It will be used to make high-quality human resource and organizational development activities available to state and Native American rehabilitation agencies, independent living centers, client assistance programs, consumers and workplace partners that serve disabled populations in DOE's Region II, consisting of New York, New Jersey, Puerto Rico and the U.S. Virgin Islands.

The UB program was one of 10 set up by the DOE in 1974 to develop and provided responsive, flexible and accountable training programs to state agencies serving individuals with disabilities.

It is headed by David Burganowski, Ph.D., associate professor of counseling and educational psychology in the UB Graduate School of Education. The program has attracted six DOE rehabilitation training grants totaling more than $15 million since Burganowski was named director in 1979.

Under this stewardship, the RRCEP program has been so successful that it now is considered a model for RRCEPs nationwide. This success led, in 1998, to the first of two five-year, $2.5 million DOE grants to provide similar services to more than 400 community-based rehabilitation programs (CRPs) in Region II. This program is called the CRP-RRCEP to distinguish it from the General RRCEP that serves state and Native American rehabilitation agencies, independent living centers and client assistance programs.

Burganowski stresses the importance of highly trained, competent administrators, rehabilitation counselors, job coaches, board members and clerical staff in these agencies.

He says, "We help organizations build their human-resource capacity through assistance to improve service delivery through leadership, consultation, state-of-the-art education, training programs and information dissemination."
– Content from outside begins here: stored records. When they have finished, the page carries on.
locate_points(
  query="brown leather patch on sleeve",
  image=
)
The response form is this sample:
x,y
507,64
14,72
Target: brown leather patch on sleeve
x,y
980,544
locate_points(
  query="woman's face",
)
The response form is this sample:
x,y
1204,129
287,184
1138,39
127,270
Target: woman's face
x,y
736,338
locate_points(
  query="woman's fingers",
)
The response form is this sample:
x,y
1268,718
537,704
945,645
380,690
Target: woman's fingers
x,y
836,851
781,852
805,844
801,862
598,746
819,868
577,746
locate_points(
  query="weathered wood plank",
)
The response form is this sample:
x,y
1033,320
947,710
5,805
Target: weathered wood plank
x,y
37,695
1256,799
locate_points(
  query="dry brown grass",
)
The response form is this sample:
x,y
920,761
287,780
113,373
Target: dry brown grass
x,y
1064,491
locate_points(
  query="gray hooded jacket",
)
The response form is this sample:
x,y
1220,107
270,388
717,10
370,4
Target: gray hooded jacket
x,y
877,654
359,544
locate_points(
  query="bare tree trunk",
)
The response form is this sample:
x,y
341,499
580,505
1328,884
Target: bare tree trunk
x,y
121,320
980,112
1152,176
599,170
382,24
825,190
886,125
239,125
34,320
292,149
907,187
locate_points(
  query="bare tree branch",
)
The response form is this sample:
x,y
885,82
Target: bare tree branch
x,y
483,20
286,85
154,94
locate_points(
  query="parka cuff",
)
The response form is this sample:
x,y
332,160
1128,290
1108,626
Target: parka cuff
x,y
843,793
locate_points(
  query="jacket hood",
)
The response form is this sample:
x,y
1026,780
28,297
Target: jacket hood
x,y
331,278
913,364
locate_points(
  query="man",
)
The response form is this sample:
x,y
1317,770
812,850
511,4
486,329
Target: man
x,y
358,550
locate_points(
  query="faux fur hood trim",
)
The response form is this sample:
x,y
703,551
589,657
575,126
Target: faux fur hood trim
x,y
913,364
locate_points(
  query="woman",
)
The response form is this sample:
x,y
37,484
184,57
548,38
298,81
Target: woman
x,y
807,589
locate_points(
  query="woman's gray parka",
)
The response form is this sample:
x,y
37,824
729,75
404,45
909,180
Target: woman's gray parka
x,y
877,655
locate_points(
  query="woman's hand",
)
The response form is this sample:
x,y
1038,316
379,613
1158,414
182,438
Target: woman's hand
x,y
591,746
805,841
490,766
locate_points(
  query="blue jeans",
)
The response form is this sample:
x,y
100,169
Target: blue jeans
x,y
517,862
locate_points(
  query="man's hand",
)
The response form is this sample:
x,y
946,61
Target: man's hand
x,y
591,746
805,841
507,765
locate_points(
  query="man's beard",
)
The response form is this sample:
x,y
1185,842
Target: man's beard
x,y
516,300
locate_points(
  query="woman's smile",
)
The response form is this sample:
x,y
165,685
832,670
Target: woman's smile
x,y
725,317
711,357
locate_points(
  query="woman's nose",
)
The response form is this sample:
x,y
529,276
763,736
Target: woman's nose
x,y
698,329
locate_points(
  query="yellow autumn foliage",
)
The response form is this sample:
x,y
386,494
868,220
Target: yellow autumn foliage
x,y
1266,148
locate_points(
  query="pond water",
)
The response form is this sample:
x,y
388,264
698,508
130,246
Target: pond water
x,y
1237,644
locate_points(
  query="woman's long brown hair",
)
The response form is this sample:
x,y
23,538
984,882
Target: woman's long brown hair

"The significance of such training may not be of concern to us until we need these agencies," Burganowski says.

"Mental illness or physical disability can be congenital or acquired and are found in people of all ages," he points out, "and we're living longer, so we're more likely to require the services of rehabilitation agencies than in past years. If you are struck ill or are injured at age 50, for instance, you're too young to retire and may need new skills and job placement assistance to help support yourself and your family."

He says those living in Region II are very fortunate that excellent training is available to the rehabilitation specialists who serve them. It means, he says, that should they need such services, the specialists who help them are likely to be well-educated and familiar not only with their needs, but with a wide range of pertinent programs and services.

UB's general RRCEP and CRP RRCEP programs have helped agency employees become proficient and current in the vocational-rehabilitation process, vocational and psychological aspects of disabilities, leadership succession planning, and transition from school to careers, professional development and counseling skills.

Since 1998 the programs have trained nearly 10,000 service providers, provided certificates to hundreds of job coaches, presented more than two dozen conferences, offered distance-learning courses to more than 500 employees, and offered technical assistance and informational services to more than 100 agencies.